In structuring a transaction, the selection of the right entity can be compared to choosing a golf club. You can default to your 7 iron for most strokes, use a putter on the green, or pick another stick more suited to the conditions and where the ball lies. But the golfer is always limited by what is in the bag. In transaction structuring, the bag will usually have a company, trust or partnership, depending on which better matches the commercial, regulatory and tax drivers of the parties.
However, the Cayman Islands is introducing a new club for the caddy to carry: the limited liability company (LLC). Limited liability companies are not new, and have been a cornerstone of commerce in the US since the 1970s. In 2014 alone, more than 120,000 LLCs were formed in Delaware. The LLC has a variety of potential uses, from funds and management platforms to estate planning vehicles, incentive plans, joint ventures and charitable foundations.

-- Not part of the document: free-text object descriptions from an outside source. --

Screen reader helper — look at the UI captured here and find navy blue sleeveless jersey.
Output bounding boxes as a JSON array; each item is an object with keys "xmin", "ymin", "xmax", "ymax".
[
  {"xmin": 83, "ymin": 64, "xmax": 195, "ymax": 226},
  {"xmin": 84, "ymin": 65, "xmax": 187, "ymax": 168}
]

Like its Delaware cousin, a Cayman LLC is a versatile body corporate that brings together, in one entity, a number of attractive attributes of companies and exempted limited partnerships (ELPs), including separate legal personality, limited liability of members, and the flexibility of using capital accounts. A Cayman LLC is, essentially, a hybrid drawing from statutory rules familiar to those who have dealt with Delaware LLCs, supported by the body of common law and equity applicable to Cayman companies.
Put simply, an LLC is a new form of entity that will be governed by the new Limited Liability Companies Law and (what can be an extremely flexible) limited liability company agreement. Unlike an ELP, but like a company, an LLC has separate legal personality and is capable of contracting in its own right, without a separate general partner.
Another significant feature is that the members and managers (if designated) do not owe fiduciary duties among themselves unless provided for in the LLC agreement, although the manager will owe a duty of good faith. Contrast this to the fiduciary duties of a company director or, subject to the ELP agreement, the general partner of an ELP. Couple this feature with the fact that the LLC Law specifically provides that an LLC is capable of exercising all functions of a natural person irrespective of any questions of corporate benefit, and members have significant flexibility to dictate the terms of their own arrangements.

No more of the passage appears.